The Real RIAA (and other True Crime Stories)

Letters
To: Ashlee Vance

I cannot accept that the "Land of the Free" is accepting the nonsense propounded by the RIAA.

This desire to fine and litigate is becoming pervasive and foolishly assumes that you can modify normal human behaviour with LAW.

Firstly - all art forms are like children in that the creative urge is similar to the urge to reproduce. If we accept this analogy then it follows that as you do not own your children for their entire life you cannot expect to own your art for it's entire life. In fact, if the rules currently in force where in place in the earlier part of the last century then many films could not have been made and much music could not have been produced. Music belongs to us all.

Forever. Period. And we all inherently know this.

Secondly, Prohibition should have taught your law makers that their position is untenable

Thirdly, if your lawmakers studied history they would see that innovation actually expanded the market for entertainment - video and television allowed for sales and rental, and thus income, out of all proportion to what was possible before.

The RIAA should get off its high horse and tell its members to embrace this technology - like Apple but more and better. Look at the really old stuff and give it away plus sell the new good stuff at a price people are prepared to pay.

The RIAA is forgetting that the customer is ALWAYS right and he/she will and can vote with his $$$$. For too long I have bought CD's filled with trash I do not want because there is 1 tune that I want - hell yes, I feel that the music industry has ripped us off and now that the customer is fighting back they want to litigate.

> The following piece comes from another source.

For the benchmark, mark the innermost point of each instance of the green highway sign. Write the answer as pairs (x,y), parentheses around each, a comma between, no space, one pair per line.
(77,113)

RIAA GROW UP - you cannot (in the words of spoilt children) take your ball and go home because you are not getting your own way.

Jean Barnard





Since The Register has 'advertised' giving boobs and dating geeks how about an international reg backed whip round for the students. As far as your story says they didn't actually do anything morally objectionable. More importantly I'm sure it would piss the RIAA off no end.

Phil Standen





From: Gene Mosher
To: ashlee.vance@theregister.co.uk
Subject: RIAA

My great grandfather was born in 1870. He learned to build crystal radio sets to listen to the earliest radio broadcasts in the 1920's. He would invite the whole town of about 500 over to listen to them.

My grandfather was born in 1899. He purchased one of the earliest tape recorders to make copies of radio broadcasts for his friends in the late 1950s.

My dad was born in 1924. He had a collection of 78's that he passed around for many years until he died last year.

And now I am using the Internet to assemble an MP3 collection of all the tunes on all those LPs, cassette tapes and CD's that I've been buying since 1959.

I'll be damned in hell before I accept the notion that I and my ancestors who love to listen to the audio arts are in any sense guilty of anything that is illegal, wrong, evil, immoral or improper.